BTW I haven't seen the movie yet but apparently it doesn't depict the French fighting retreat at all. If Nolan just chose not to deal with that aspect of the battle, and hence omitted any French Tunisian or French Senegalese troops, tehn fair play. 

However, I *have* seen from the trailers that there is a big emphasis on the British merchant navy and how they came to the rescue. Those ships absolutely were full of people from India and Southeast Asia who served aboard the ships as "lascars" (sort of a racial caste of sailors).

The idea that the Brits were saved off the beaches by a bunch of Jerome K Jeromes in pleasure boats is historical nonsense.


----------



## synthpunk

But certainly understandable.

My grandfather was the same way until Saving Private Ryan and Band of Brothers which he thought were the bee's knees.



Fab said:


> that's mysterious


----------



## ctsai89

Greg said:


> To those claiming film shouldn't need external narrative, you've got to be kidding right? We are constantly trapped in our preconceptions. Once you discover and explore the external narrative of any piece of art, it can completely change your perspective and become profound. If you only wan't to experience cinema at face value, stick to watching Dora the Explorer.
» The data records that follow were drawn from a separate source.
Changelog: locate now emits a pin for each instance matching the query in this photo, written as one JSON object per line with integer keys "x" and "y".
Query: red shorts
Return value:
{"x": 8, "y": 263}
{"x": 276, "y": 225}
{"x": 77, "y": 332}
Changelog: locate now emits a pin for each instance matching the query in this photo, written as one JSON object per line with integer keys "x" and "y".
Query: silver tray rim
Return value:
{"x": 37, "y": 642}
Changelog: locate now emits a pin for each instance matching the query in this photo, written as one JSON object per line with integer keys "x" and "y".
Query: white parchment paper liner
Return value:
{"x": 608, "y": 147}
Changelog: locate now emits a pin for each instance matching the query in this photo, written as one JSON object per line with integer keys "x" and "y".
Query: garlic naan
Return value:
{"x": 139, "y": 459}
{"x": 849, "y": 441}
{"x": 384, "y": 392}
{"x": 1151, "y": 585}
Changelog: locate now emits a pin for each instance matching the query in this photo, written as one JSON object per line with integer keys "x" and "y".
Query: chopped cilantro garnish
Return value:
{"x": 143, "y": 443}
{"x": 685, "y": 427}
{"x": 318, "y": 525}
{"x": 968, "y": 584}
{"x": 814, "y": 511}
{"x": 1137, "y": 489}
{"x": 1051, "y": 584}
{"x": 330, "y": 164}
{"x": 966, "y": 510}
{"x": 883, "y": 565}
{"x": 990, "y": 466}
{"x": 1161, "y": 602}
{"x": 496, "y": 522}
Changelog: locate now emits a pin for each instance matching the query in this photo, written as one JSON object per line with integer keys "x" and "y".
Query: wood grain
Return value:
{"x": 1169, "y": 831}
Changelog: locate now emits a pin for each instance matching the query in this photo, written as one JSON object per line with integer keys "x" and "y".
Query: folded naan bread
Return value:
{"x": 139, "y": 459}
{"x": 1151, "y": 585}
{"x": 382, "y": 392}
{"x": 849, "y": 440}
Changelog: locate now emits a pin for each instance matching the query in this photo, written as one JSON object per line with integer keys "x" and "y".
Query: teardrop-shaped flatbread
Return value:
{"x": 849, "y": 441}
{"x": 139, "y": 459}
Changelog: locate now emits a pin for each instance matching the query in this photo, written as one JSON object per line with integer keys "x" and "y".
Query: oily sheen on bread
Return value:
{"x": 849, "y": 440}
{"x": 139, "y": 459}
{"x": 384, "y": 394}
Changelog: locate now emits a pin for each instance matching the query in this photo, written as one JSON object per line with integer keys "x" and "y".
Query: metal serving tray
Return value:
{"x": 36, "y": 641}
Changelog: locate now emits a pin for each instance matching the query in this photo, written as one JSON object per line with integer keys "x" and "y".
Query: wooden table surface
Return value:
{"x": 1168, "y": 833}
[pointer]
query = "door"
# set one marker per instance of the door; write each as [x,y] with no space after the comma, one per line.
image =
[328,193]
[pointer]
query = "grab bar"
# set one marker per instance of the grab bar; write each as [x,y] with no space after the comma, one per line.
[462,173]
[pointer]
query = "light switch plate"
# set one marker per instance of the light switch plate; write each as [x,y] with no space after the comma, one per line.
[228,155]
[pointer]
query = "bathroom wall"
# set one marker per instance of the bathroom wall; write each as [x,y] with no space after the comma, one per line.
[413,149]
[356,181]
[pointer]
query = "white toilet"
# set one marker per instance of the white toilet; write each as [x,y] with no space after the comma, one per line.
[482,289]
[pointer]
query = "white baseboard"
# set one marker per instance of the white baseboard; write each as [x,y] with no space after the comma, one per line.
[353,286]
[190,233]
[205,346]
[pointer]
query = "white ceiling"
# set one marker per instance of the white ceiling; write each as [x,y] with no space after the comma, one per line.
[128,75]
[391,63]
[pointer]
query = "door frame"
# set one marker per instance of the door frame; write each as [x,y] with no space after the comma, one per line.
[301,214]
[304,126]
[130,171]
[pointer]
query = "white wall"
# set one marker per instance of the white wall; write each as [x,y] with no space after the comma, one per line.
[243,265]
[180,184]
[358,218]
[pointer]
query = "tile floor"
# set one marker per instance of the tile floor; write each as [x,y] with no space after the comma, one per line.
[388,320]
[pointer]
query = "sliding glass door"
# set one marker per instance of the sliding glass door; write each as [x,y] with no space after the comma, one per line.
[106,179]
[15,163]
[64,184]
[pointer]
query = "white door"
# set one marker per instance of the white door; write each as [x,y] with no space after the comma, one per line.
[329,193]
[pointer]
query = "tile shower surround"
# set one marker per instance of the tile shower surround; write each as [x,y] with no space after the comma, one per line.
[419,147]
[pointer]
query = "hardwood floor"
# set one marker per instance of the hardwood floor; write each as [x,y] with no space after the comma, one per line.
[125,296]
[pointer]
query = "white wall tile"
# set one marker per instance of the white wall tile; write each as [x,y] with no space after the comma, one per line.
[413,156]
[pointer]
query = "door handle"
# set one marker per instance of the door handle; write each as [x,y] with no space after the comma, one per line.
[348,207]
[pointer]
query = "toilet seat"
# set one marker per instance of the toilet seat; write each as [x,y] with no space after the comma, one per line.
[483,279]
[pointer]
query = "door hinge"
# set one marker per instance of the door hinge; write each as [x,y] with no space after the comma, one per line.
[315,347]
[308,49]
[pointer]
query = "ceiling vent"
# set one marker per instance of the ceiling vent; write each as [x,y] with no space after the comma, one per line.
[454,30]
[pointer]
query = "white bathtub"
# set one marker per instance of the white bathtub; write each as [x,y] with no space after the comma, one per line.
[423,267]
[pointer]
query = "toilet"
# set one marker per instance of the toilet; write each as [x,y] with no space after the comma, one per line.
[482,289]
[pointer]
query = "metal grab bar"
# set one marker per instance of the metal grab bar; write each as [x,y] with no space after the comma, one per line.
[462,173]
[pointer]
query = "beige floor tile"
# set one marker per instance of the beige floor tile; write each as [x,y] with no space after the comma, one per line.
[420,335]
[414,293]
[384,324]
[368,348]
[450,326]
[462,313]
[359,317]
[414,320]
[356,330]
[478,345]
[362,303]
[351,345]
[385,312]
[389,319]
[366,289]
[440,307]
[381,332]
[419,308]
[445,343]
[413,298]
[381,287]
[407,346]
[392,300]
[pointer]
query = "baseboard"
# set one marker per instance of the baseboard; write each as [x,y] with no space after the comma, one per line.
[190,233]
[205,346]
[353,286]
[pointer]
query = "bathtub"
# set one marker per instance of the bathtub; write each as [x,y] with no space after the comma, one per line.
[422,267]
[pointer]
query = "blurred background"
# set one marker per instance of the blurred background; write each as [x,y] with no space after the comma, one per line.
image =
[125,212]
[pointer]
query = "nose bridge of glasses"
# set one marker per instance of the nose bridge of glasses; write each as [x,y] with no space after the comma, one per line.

Ok well I wasn't clear on what I said.

Personally I believe external narrative isn't as necessary as some poeple make it out to be. But I could argue against those that think it's completely unnecessary as well. All I'm saying is, a work of art, whether it's high art or not (and I kid you not, I did not know who Scriabin was neither did I even know he was a Russian nor did I know he was the classmate of Rachmaninoff nor did I know he was influenced by Wagner, and I discovered his music on youtube and liked it almost without much external narrative. and I was only into other kinds of music back then a whole lot more than I was into the classical genre) So all I'm saying is, a work of art, whether it is high art or low art, external narrative shouldn't be the primary reason to get you to enjoy it. That's all.


----------



## ctsai89

But that's only my opinion.


----------



## guydoingmusic

ctsai89 said:


> Ok well I wasn't clear on what I said.
> 
> Personally I believe external narrative isn't as necessary as some poeple make it out to be. But I could argue against those that think it's completely unnecessary as well. All I'm saying is, a work of art, whether it's high art or not (and I kid you not, I did not know who Scriabin was neither did I even know he was a Russian nor did I know he was the classmate of Rachmaninoff nor did I know he was influenced by Wagner, and I discovered his music on youtube and liked it almost without much external narrative. and I was only into other kinds of music back then a whole lot more than I was into the classical genre) So all I'm saying is, a work of art, whether it is high art or low art, external narrative shouldn't be the primary reason to get you to enjoy it. That's all.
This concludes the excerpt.